Maybe there’s no sense arguing over disclosure rules: two-thirds of Americans spend less than five minutes going over their retirement plan disclosure documents, and 20% don’t read them at all, a study released Monday by LIMRA found.
“We as an industry have concerns about helping clients,” Alison Salka, corporate vice president for LIMRA Retirement Research, told AdvisorOne on Wednesday. “Participants aren’t always as engaged as we want them to be.”
Unsurprisingly, the most often cited reason for skimming or ignoring disclosure documents is that they’re simply too long (57%). Over half of respondents said they were too technical or complicated and 43% said they were hard to understand. However, 40% said they don’t read their disclosure documents because they wouldn’t change anything as a result.
Salka noted that the main reason participants are looking at their statements is to see their balance; they’re not looking for important disclosures. “When they see fine print or language that’ complicated, they’re intimidated or just skim it for important information,” she said.
Surprisingly, adults 35 and younger are more likely to read these documents than older workers. They’re also more likely to go to their employer for information than older workers.
That may seem counterintuitive considering older workers are the ones who stand to lose the most as fees eat into their retirement savings. “Younger workers are less likely to have a DB plan, or they have less knowledge about investing,” she said. Younger workers may not be as near to retirement, but they’re still under pressure to save because they won’t have defined benefit plans to rely on.
“Not surprising, almost 9 out of 10 participants either did not know the fees they paid or did not think they paid any fees for their employer-sponsored retirement plans,” Salka said in a statement. “As participants are provided more detailed information about their retirement plans’ structure and fees, we are interested to see how they respond.”

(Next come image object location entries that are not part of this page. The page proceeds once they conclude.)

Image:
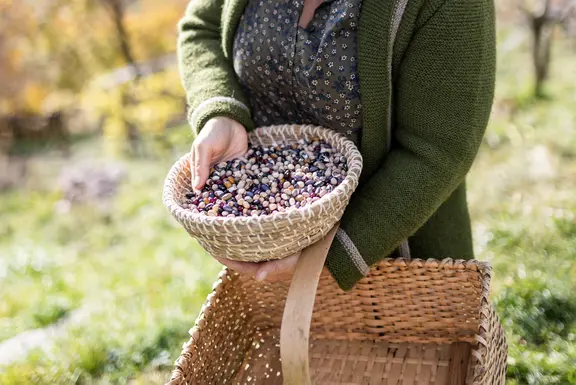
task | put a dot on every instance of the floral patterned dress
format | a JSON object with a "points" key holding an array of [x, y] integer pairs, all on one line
{"points": [[301, 75]]}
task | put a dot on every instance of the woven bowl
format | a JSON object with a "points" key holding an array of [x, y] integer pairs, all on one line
{"points": [[266, 237]]}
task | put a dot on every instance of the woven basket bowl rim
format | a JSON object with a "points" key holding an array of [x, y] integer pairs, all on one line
{"points": [[354, 163]]}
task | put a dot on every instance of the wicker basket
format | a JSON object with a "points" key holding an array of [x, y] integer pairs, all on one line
{"points": [[407, 322], [270, 236]]}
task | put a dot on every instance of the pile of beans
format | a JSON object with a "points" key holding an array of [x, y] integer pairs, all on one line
{"points": [[269, 180]]}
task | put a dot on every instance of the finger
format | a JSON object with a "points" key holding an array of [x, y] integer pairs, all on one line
{"points": [[249, 268], [277, 268], [192, 162], [201, 167]]}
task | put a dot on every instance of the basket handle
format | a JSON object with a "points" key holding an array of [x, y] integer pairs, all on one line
{"points": [[295, 329]]}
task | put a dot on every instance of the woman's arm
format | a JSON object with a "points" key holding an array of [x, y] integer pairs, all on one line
{"points": [[212, 89], [442, 105]]}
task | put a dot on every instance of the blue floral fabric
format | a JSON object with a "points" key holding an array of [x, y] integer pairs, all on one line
{"points": [[301, 75]]}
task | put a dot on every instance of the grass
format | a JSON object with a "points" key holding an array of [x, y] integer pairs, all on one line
{"points": [[133, 281]]}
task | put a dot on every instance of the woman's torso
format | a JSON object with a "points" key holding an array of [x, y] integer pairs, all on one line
{"points": [[297, 75]]}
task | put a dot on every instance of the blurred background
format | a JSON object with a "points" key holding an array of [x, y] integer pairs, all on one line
{"points": [[98, 285]]}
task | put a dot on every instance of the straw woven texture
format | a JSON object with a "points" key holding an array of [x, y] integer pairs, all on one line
{"points": [[269, 236], [407, 322]]}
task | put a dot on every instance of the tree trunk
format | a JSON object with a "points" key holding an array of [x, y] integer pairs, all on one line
{"points": [[542, 29], [116, 9]]}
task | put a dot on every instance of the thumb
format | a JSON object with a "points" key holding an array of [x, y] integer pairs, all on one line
{"points": [[201, 167]]}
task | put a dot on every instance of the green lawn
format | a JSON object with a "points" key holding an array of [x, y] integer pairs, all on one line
{"points": [[134, 281]]}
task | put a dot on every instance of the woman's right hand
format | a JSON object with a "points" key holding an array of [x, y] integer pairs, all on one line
{"points": [[221, 139]]}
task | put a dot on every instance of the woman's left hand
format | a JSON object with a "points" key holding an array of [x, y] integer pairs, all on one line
{"points": [[271, 271]]}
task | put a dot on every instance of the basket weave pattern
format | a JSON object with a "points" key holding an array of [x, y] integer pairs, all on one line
{"points": [[399, 319], [269, 236]]}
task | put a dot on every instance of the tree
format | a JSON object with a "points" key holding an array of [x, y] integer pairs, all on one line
{"points": [[542, 16]]}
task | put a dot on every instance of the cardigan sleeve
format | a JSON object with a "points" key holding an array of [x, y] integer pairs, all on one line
{"points": [[208, 77], [444, 93]]}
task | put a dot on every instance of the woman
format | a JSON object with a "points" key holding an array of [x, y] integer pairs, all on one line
{"points": [[422, 70]]}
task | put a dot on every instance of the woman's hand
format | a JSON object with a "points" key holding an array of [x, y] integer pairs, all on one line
{"points": [[221, 139], [272, 271]]}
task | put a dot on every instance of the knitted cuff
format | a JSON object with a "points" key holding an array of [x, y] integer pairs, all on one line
{"points": [[344, 261], [220, 106]]}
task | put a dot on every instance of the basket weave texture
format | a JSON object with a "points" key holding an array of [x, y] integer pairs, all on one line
{"points": [[269, 236], [404, 323]]}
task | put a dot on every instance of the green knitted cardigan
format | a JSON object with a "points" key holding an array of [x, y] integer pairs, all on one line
{"points": [[443, 66]]}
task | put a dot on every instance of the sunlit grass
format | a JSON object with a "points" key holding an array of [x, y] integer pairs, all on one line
{"points": [[523, 205]]}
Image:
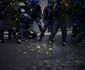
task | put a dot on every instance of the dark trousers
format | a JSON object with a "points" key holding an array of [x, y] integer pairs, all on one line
{"points": [[37, 20], [76, 29], [1, 30], [46, 25], [55, 28]]}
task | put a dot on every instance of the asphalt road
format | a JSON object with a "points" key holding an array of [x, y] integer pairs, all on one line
{"points": [[34, 55]]}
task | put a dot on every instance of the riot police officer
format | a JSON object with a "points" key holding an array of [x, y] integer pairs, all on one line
{"points": [[47, 18], [13, 22], [59, 21], [1, 22], [81, 26], [76, 19], [34, 10]]}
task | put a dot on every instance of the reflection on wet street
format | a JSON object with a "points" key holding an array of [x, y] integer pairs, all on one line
{"points": [[34, 55]]}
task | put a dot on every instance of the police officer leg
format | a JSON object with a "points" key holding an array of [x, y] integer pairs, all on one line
{"points": [[39, 23], [43, 30], [20, 35], [55, 28], [75, 31], [64, 34], [1, 35], [16, 36], [81, 36], [9, 33]]}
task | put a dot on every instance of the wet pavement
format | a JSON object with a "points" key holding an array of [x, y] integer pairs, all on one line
{"points": [[34, 55]]}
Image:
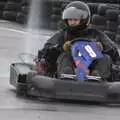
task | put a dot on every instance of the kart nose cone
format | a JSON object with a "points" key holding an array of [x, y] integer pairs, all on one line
{"points": [[42, 82]]}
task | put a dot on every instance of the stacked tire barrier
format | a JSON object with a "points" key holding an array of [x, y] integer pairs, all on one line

Salka added that Monday’s survey is part of a series on consumer understanding and actions.
LIMRA also found that just 12% of respondents said they could estimate how much they paid their retirement plan. Of those, 75% felt fees and expenses were reasonable, even though over half said they were paying more than 2%. LIMRA referred to a 2011 Investment Company Institute study that found the median “all-in” fee (which includes all investment fees and administrative or recordkeeping fees, except those specific to a participant’s activity) for a defined contribution plan was just 0.78%.
Although most participants appear to be happy with the fees they pay on their plan, nearly a quarter said they would move their assets into lower-cost funds if they found out the fees they were paying were higher than average. Over 20% said they would speak to their employer about trying to lower fees and 12% said they would go straight to the fund provider to do the same. Sixteen percent of respondents said they wouldn’t do anything about it if they found out their fees were higher than average, but most respondents (31%) didn’t know what they would do.